Desnudos ante el espejo
Ser el primero en decir un te quiero puede ser aterrador, pero callarlo es un acto de auto-sabotaje. Nos pasamos la vida tratando de disimular nuestras debilidades, sonriendo y subiendo fotos a las redes para mostrar que somos fuertes, que no nos afectan el rechazo o los comentarios negativos y que somos felices solos o con nuestras parejas estupendas. Sin embargo, la vulnerabilidad es la esencia de gran parte de lo que sentimos, y al resguardarnos de ella no solo adormecemos el miedo ante la incertidumbre o la exposición emocional, sino que también (nos) negamos la necesidad de los otros, nuestra máxima fuente de placer. Edvard Munch nunca se avergonzó de su dolor, de sus celos, de su lujuria, de sus crisis nerviosas, de sus problemas con la bebida, de su temor al sexo o de sus relaciones amorosas arruinadas. El pintor noruego tenía mucho de qué sentirse miserable, pero la franqueza de sus imágenes nos hablan a todos, y su Grito nos conecta con otros que también están gritando en medio de una multitud que grita. Cada uno sufre a su manera, pero no hay un solo ser humano que no haya sufrido nunca.
Hasta el moño de las puestas de sol. Si el espejo del mundo actual es Instagram, donde la debilidad es juzgada como un defecto moral, me temo que no hay lugar para las vidas complicadas (al menos, no para las nuestras). Así que vuelvo a las desoladoras selfies de Munch. Resulta conmovedor ver cómo se retrató a sí mismo desnudo y en llamas; desdentado y con la cara enrojecida, abalanzándose sobre unas botellas mientras luchaba contra el alcoholismo; dudando de sí mismo, medio muerto, pero aún vivo con un brazo esquelético; merodeando por una casa a oscuras, con los ojos hundidos por los celos o como un amante perdido ante una mujer en pleno orgasmo para la que él era indiferente. Ella es Tulla Larsen, la pelirroja de ojos verdes que en los lienzos hundía los colmillos en su cuello y en la vida real le amenazó con suicidarse si no la llevaba al altar. En medio de la pelea, Munch se le adelantó y dirigió el revólver hacia él, pero la bala únicamente llegó a alcanzar el dedo corazón de la mano izquierda con la que no pintaba. En su último autorretrato, poco antes de morir, en 1944, se presenta erguido, como un cadáver congelado, los ojos más allá de sí mismo, atrapado entre un reloj de pared con forma de ataúd y una cama individual junto a la que cuelga el dibujo de una chica desnuda, el tiempo que corre y un final inminente y en soledad.

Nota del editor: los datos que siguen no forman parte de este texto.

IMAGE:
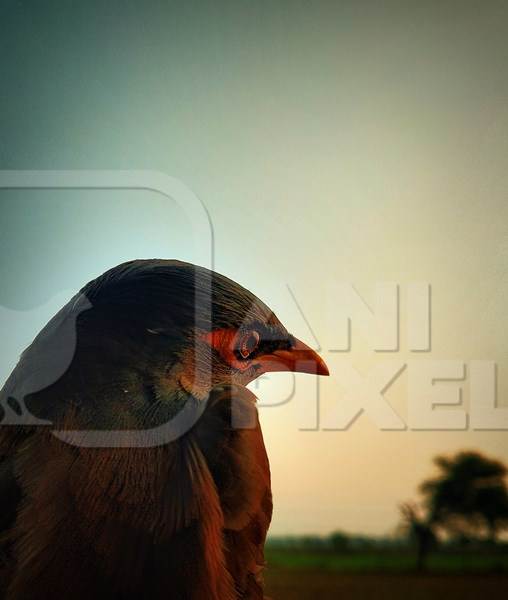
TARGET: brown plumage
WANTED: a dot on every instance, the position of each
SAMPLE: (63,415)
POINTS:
(186,519)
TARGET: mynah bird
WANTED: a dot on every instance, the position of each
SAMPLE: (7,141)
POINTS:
(102,495)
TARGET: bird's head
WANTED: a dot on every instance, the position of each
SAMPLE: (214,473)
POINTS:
(157,330)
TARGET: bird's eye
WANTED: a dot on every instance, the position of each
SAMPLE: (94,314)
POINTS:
(248,343)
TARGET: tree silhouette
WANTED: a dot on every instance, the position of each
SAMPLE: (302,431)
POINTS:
(420,531)
(469,494)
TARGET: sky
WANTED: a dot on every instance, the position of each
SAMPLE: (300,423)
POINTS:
(329,142)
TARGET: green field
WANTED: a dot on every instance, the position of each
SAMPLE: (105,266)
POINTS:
(385,562)
(308,575)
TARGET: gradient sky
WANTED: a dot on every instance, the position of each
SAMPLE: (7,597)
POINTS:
(329,141)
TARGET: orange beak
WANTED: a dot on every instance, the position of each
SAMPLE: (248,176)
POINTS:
(300,358)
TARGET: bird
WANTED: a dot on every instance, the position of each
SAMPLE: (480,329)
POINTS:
(101,494)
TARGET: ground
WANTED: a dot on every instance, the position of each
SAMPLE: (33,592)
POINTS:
(292,584)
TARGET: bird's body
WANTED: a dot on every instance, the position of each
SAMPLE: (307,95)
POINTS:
(184,517)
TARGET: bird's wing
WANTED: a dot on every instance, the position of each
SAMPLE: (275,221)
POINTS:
(230,438)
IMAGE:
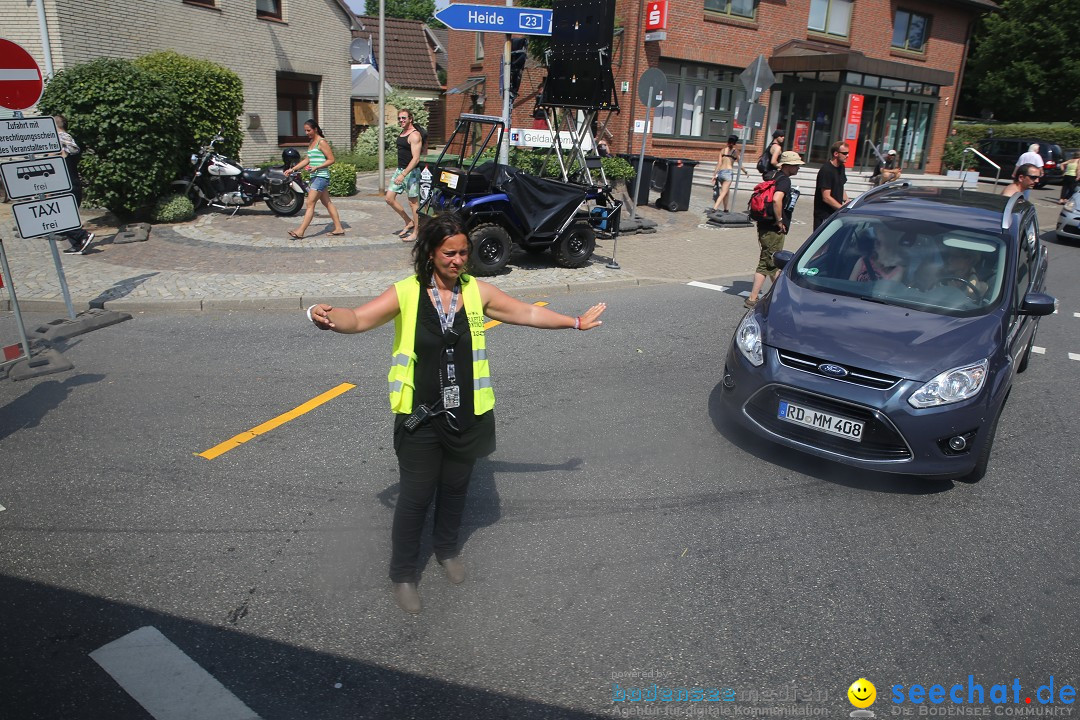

Munch nunca se avergonzó de su dolor, de sus celos, de su lujuria o de sus problemas con la bebida
Munch se escrutó ante el espejo y fue fiel hasta la crueldad con su verdad emocional. Aborrecía las imágenes perfectas y durante los brutales inviernos noruegos dejaba las pinturas al aire libre para “matarlas o curarlas”. Donó todo su legado a la ciudad de Oslo con la condición de que creasen un museo para albergar su obra. Se inaugurará la semana que viene. Un buen lugar donde sanar nuestro pánico a que nos vean vulnerables y su cómplice, la vergüenza.